Muhalefet Şerhi: Islah yoluyla zamanaşımı def'inde bulunulamaz.
DAVA : Taraflar arasındaki davanın yapılan muhakemesi sonunda mahalli mahkemece verilen hüküm temyiz edilmekle, evrak okunup gereği görüşülüp düşünüldü.

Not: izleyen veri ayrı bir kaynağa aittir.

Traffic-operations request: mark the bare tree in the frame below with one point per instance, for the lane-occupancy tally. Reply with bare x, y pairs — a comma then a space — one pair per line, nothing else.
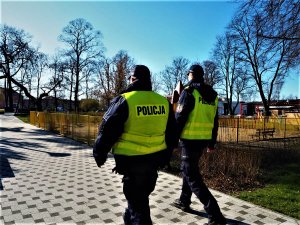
269, 59
171, 75
83, 45
112, 76
212, 75
59, 69
280, 19
122, 66
234, 78
15, 53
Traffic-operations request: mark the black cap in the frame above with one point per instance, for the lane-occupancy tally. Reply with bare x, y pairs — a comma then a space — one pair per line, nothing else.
141, 72
197, 71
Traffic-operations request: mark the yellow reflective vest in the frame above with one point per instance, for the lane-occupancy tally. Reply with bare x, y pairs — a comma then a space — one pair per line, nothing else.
144, 130
200, 121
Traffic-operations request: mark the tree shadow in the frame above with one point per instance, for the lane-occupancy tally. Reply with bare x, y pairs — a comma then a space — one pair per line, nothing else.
8, 151
229, 221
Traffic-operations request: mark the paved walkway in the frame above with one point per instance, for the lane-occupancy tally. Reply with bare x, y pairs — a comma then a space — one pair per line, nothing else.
49, 179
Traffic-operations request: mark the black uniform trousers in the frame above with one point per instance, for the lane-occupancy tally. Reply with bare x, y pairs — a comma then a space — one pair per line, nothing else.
192, 180
138, 184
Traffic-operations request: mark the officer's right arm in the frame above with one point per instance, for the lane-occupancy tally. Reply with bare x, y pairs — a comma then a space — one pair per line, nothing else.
185, 106
110, 129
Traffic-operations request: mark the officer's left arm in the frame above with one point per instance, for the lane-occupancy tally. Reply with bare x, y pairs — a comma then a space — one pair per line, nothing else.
213, 141
171, 136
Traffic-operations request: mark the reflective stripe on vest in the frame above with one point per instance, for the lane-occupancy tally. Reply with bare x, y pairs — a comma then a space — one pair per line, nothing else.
200, 122
144, 130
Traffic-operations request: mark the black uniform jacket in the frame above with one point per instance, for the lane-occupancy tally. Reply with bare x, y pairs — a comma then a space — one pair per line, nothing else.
112, 127
187, 103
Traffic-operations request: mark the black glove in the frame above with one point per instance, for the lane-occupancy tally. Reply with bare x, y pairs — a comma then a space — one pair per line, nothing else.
100, 160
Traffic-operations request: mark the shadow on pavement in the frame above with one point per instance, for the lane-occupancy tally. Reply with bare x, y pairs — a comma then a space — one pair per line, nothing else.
229, 221
7, 152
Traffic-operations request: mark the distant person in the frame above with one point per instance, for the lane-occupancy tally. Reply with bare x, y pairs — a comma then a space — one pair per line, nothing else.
197, 124
139, 126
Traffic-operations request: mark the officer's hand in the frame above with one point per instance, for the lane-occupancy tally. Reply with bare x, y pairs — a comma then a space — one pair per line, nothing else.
100, 160
210, 150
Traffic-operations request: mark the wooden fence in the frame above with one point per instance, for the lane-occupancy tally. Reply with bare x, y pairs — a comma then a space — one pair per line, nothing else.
84, 128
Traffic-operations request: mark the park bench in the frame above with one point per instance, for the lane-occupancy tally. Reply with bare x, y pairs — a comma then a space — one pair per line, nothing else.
264, 133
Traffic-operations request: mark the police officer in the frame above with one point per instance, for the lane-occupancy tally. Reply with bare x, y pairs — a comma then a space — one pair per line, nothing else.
197, 124
139, 127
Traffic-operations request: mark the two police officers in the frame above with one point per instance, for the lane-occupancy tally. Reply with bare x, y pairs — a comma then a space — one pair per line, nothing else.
197, 124
140, 128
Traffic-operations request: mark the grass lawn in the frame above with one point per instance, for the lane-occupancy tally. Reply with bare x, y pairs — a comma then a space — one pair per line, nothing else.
281, 192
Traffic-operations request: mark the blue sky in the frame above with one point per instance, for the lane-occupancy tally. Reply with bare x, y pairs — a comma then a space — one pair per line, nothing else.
152, 32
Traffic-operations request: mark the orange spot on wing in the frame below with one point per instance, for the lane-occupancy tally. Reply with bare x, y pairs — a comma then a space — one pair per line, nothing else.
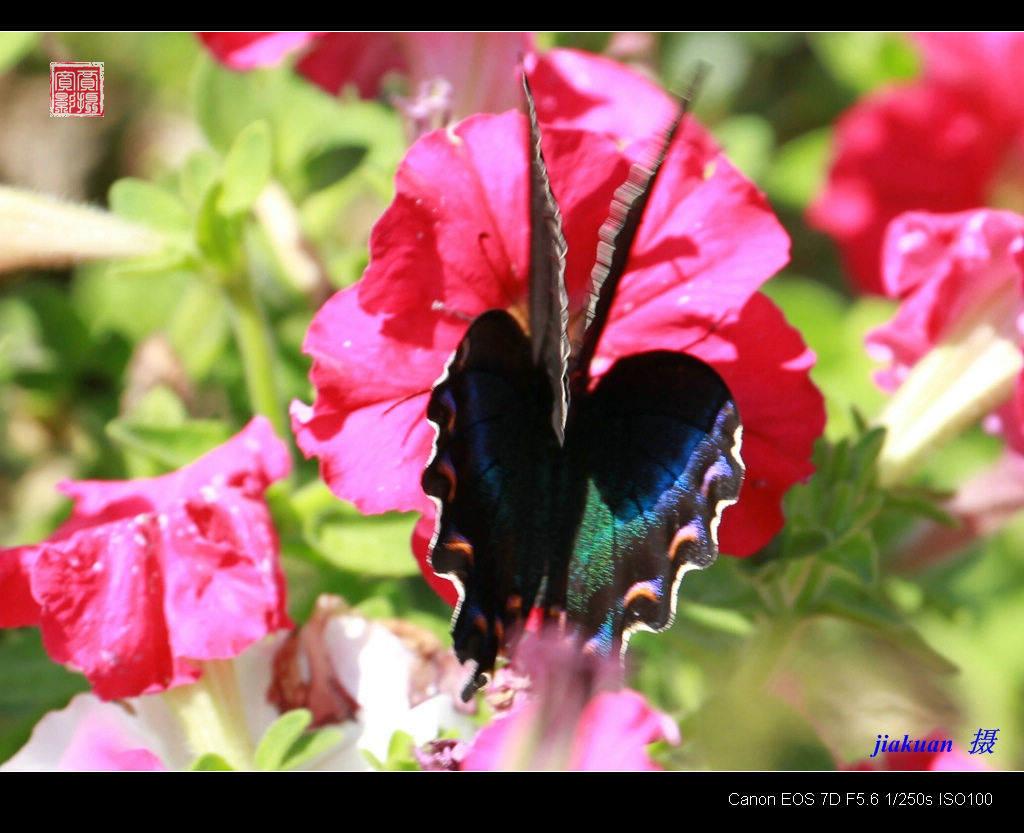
688, 533
460, 544
446, 471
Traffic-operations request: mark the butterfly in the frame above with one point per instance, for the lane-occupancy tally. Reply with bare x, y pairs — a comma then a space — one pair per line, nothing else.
585, 503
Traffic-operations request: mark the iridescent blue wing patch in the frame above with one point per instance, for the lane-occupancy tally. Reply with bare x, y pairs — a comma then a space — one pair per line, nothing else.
657, 446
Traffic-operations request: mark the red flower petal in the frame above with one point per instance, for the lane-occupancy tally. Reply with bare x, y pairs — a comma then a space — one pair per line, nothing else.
948, 142
248, 50
614, 731
150, 575
363, 58
579, 89
18, 609
454, 244
766, 365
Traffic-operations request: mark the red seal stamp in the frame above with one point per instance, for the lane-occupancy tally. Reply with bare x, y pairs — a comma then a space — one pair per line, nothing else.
77, 88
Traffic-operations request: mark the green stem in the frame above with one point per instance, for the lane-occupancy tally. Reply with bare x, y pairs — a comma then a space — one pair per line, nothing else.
256, 346
212, 715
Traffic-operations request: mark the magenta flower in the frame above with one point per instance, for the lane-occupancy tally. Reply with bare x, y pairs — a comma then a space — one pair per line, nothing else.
480, 68
150, 576
381, 673
561, 715
953, 760
454, 244
588, 91
954, 345
951, 140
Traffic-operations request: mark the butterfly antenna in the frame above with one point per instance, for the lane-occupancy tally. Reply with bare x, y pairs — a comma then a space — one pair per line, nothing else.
549, 303
616, 236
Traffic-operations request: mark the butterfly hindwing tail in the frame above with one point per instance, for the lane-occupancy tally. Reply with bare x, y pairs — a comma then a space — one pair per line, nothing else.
493, 479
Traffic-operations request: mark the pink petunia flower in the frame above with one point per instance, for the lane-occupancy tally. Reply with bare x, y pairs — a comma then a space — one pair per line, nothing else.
338, 656
953, 760
565, 718
479, 68
951, 140
147, 577
455, 243
953, 347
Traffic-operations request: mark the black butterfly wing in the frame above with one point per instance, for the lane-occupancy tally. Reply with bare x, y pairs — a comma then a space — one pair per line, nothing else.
496, 475
549, 305
657, 444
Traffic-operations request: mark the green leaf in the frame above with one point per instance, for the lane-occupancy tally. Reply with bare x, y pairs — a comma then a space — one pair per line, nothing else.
279, 739
199, 328
219, 237
850, 601
247, 168
859, 556
211, 762
199, 174
399, 755
172, 447
799, 169
921, 503
310, 745
287, 745
749, 141
14, 46
31, 684
803, 542
144, 202
327, 166
864, 60
369, 545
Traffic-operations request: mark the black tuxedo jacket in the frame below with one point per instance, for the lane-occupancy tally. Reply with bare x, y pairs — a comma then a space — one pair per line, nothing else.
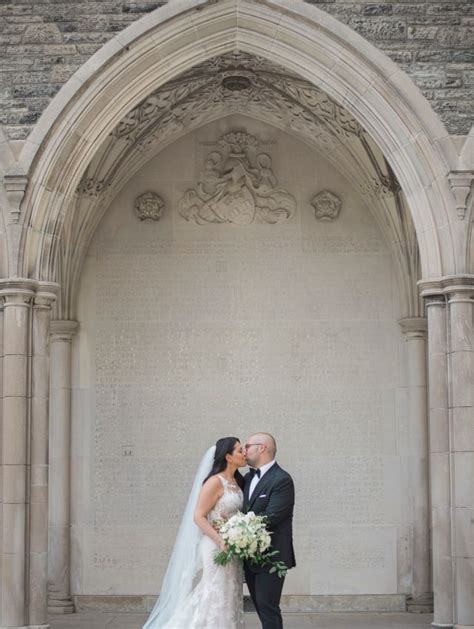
274, 496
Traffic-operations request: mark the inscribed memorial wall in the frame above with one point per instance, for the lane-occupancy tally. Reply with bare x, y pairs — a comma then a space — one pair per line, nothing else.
194, 331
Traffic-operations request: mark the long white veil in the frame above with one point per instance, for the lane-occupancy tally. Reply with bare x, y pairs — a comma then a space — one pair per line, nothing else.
184, 562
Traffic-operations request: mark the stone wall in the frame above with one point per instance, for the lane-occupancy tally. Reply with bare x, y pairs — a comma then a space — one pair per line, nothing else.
192, 330
43, 43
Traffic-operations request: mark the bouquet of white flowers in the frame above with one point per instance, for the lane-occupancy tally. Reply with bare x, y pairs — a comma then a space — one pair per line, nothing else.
247, 538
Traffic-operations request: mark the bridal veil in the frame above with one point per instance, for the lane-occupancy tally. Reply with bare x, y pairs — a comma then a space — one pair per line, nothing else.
184, 562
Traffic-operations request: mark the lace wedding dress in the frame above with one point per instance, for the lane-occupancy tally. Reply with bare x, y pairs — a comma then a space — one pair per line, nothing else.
217, 600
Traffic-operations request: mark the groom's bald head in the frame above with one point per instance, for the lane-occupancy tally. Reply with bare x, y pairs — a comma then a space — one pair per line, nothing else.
260, 449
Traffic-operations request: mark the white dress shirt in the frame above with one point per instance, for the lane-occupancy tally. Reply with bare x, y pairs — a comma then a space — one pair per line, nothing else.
263, 470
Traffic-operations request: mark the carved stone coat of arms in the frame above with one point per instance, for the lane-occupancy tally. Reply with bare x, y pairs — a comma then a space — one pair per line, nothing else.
237, 186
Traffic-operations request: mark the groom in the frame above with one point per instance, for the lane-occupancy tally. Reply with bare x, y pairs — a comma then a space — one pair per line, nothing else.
269, 491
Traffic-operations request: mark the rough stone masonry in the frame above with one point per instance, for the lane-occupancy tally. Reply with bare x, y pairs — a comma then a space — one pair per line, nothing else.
43, 43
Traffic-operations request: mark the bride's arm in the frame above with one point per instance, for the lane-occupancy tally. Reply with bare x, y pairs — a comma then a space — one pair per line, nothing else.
210, 493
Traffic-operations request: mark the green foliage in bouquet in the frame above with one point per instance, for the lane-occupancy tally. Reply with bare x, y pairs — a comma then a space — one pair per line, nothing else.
247, 538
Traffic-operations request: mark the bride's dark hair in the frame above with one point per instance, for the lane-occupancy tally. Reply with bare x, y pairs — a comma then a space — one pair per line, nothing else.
224, 446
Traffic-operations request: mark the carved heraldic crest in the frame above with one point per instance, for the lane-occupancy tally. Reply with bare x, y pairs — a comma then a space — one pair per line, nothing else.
237, 186
326, 206
149, 206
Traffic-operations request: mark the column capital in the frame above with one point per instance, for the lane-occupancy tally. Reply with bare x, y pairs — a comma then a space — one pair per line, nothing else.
414, 327
448, 285
63, 329
22, 291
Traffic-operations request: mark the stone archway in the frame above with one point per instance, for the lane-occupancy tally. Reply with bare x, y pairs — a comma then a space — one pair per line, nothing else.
305, 41
327, 54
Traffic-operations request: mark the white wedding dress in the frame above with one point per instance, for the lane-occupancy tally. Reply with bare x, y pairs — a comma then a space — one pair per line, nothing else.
216, 602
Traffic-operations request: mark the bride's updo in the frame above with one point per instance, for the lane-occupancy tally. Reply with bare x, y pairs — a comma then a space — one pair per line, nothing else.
224, 446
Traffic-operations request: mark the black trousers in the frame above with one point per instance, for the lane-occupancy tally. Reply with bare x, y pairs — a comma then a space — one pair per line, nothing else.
265, 590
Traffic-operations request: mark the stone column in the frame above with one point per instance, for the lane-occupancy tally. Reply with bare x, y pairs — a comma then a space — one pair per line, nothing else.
1, 438
414, 383
59, 599
450, 306
440, 463
17, 297
460, 295
26, 308
38, 516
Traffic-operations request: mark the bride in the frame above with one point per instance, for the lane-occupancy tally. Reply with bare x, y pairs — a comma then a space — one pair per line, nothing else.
215, 600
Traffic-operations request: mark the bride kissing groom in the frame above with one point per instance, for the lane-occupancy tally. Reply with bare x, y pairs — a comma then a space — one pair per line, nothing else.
197, 593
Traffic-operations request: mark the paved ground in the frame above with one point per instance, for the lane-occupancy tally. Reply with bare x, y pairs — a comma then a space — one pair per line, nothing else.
98, 620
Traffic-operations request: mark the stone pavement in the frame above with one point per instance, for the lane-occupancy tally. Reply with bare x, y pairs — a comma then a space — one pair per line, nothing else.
103, 620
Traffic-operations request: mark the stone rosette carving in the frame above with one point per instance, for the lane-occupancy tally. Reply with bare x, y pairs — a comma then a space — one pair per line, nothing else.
237, 186
327, 206
149, 206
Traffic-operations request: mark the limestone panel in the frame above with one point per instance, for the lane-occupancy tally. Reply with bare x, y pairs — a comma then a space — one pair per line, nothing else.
191, 332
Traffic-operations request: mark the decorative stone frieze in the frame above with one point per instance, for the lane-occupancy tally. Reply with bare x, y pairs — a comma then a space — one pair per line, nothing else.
149, 206
461, 183
15, 187
327, 206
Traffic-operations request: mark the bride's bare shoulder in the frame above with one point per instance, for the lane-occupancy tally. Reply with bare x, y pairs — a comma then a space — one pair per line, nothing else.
213, 483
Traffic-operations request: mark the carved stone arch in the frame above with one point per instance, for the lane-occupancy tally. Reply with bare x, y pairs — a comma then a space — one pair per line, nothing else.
178, 36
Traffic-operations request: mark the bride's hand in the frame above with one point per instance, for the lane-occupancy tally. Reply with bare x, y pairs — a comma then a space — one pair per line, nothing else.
222, 546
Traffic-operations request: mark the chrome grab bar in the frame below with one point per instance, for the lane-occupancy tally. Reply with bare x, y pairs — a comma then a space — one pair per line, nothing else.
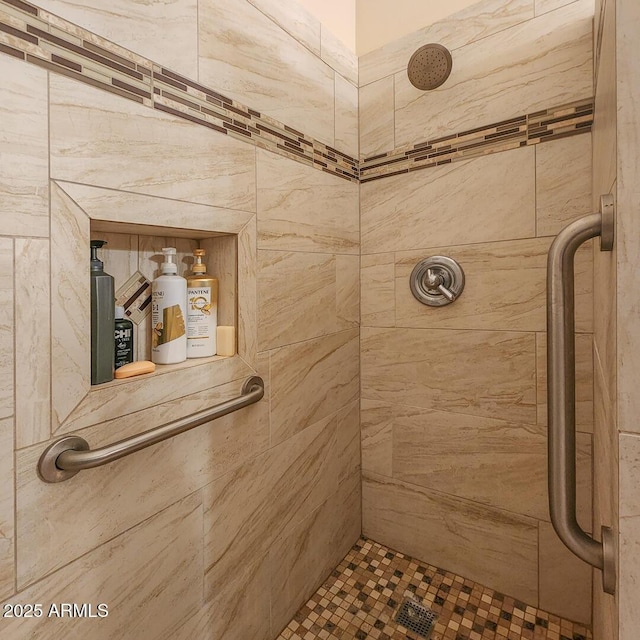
71, 454
561, 391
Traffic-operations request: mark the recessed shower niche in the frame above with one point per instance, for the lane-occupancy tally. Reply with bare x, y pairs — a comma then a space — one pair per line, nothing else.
81, 213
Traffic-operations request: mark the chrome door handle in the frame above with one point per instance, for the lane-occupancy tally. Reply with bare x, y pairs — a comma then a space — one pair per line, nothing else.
561, 391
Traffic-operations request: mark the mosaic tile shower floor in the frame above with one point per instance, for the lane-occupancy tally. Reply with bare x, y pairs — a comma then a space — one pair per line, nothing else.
362, 596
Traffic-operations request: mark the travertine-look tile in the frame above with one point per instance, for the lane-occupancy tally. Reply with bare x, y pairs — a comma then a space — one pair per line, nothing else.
476, 458
543, 61
584, 380
563, 183
239, 605
377, 287
147, 576
100, 139
70, 306
452, 204
628, 223
24, 171
338, 56
477, 21
376, 423
49, 538
376, 108
300, 561
629, 533
7, 511
476, 541
472, 457
605, 482
247, 313
347, 292
188, 219
303, 209
628, 577
33, 341
565, 580
312, 380
296, 297
480, 373
505, 287
7, 328
268, 69
245, 510
348, 443
165, 32
295, 19
543, 6
346, 117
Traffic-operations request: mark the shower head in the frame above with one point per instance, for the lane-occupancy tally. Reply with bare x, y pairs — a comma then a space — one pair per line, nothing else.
429, 66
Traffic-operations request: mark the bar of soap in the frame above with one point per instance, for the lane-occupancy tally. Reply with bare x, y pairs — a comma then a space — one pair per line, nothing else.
226, 341
135, 369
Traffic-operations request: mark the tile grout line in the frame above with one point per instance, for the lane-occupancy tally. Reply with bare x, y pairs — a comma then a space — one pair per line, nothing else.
293, 144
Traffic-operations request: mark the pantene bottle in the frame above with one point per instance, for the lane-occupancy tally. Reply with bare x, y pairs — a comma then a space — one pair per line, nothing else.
168, 313
202, 310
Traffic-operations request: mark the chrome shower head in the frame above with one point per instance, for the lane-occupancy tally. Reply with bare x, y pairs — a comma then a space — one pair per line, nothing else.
429, 66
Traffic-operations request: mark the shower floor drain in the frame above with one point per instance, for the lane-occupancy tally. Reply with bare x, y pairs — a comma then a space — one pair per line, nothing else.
417, 618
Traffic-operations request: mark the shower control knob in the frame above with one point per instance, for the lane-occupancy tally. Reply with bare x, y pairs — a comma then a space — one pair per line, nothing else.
437, 281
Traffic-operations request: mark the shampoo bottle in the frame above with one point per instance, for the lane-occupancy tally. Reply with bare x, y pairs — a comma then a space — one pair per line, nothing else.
168, 313
123, 332
102, 299
202, 310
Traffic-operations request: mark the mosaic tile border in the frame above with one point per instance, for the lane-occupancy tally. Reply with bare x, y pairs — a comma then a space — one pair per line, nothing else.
361, 598
534, 128
41, 38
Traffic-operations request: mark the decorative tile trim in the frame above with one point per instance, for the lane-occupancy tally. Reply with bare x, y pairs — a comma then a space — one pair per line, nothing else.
41, 38
361, 597
542, 126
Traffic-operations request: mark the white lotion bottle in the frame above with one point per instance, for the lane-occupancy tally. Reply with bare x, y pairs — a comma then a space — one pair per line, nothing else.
168, 313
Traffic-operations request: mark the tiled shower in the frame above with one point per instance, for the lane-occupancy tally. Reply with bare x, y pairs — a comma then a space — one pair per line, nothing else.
316, 180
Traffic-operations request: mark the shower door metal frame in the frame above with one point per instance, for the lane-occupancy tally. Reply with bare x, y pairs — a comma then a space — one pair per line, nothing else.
561, 366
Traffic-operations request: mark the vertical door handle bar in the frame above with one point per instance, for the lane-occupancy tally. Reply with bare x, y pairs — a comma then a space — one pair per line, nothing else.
561, 390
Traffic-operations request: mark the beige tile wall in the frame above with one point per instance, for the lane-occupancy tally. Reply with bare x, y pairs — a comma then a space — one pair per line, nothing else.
276, 73
454, 398
543, 60
175, 538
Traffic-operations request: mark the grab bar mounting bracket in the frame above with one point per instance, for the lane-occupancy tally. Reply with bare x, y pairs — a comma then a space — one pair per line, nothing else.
608, 222
47, 468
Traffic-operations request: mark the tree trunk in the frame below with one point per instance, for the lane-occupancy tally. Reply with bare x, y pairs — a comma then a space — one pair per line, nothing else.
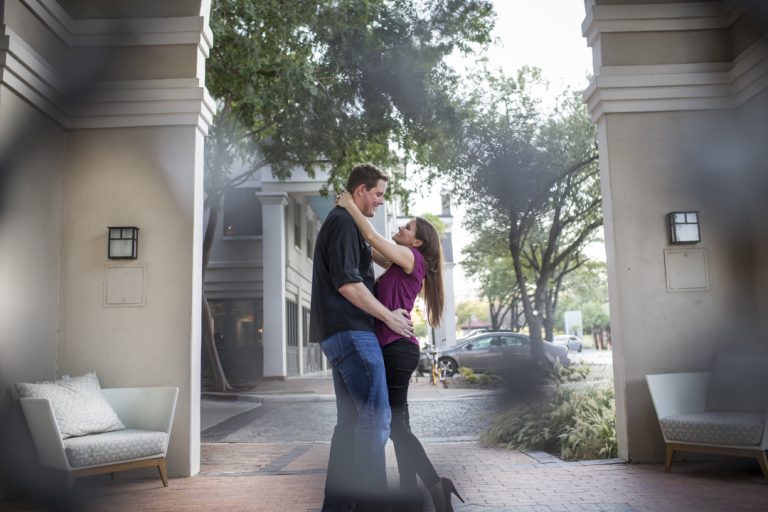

KARAR : Dosyadaki yazılara, kararın dayandığı delillerle kanuni gerektirici sebeplere ve özellikle yargılama bitene kadar ıslah suretiyle zamanaşımı savunmasının yapılmasının imkan dahilinde bulunmasına göre yerinde bulunmayan temyiz isteğinin reddiyle usul ve kanuna uygun olan hükmün ONANMASINA, aşağıda yazılı onama harcının temyiz edene yükletilmesine peşin alınan harcın mahsubuna oyçokluğuyla karar verildi.19/01/1996
MUHALEFET ŞERHİ
Konu: Davalı süresi geçtikten sonra ( tebligat 10/05/1994 - cevap 30/05/1995 ) verdiği cevap dilekçesi ile zamanaşımı definde bulunmuş, davacı süresi geçtikten sonra yapılan zamanaşımı savına karşı çıkmış ( 09/06/1994 tarihli dilekçe ), davalı bunun üzerine islah ( 27/04/1995 tarihli dilekçe ) dilekçesi vererek zamanaşımı savını yenilemiştir. Dairenin çoğunluğu süresinde yapılmayan zamanaşımı itirazının ıslahla yenilenebileceğini ve davacının bu işleme karşı çıkamayacağını savunarak mahkemenin davayı zamanaşımı nedeni ile reddetmesini onaylamıştır. Sayın çoğunluğun bu görüşlerine aşağıda belirtilecek nedenlerle katılma olanağı görülmemiştir.
Öncelikle usul hukukunun olayla ilgil temel kavramlarının tanımını yaptıktan sonra kanun irdelenmesi olayın daha iyi anlaşılmasına yardımcı olacaktır.
1- Islahın Tanımı: Öğretideki hakim görüşe göre tanım: Islah, taraflardan birinin yapmış olduğu bir usul işleminin tamamen veya kısmen düzeltilmesidir. ( Kuru Usul 1974 s. 608; Postacıoğlu Usul s. 453; Berkin Usul sayı 145 Bilge Önem s. 358; Karafakik s. 236; Üstündağ Usul s. 454; Yılmaz Islah 1982 s. 26 ) Benimsenen bu tanım Hukuk Usulü Muhakemeleri Kanununun 83.maddesinde anlamını bulan tanıma en yakın tanımdır.
2- Islahın bir başka tanımı ise; Islah iddia ve savunmanın değiştirilmesi ve genişletilmesi yasağını ortadan kaldıran bir imkandır. ( Üstündağ Medeni Yargılama Hukuku 1989 4. bası Sh. 454 )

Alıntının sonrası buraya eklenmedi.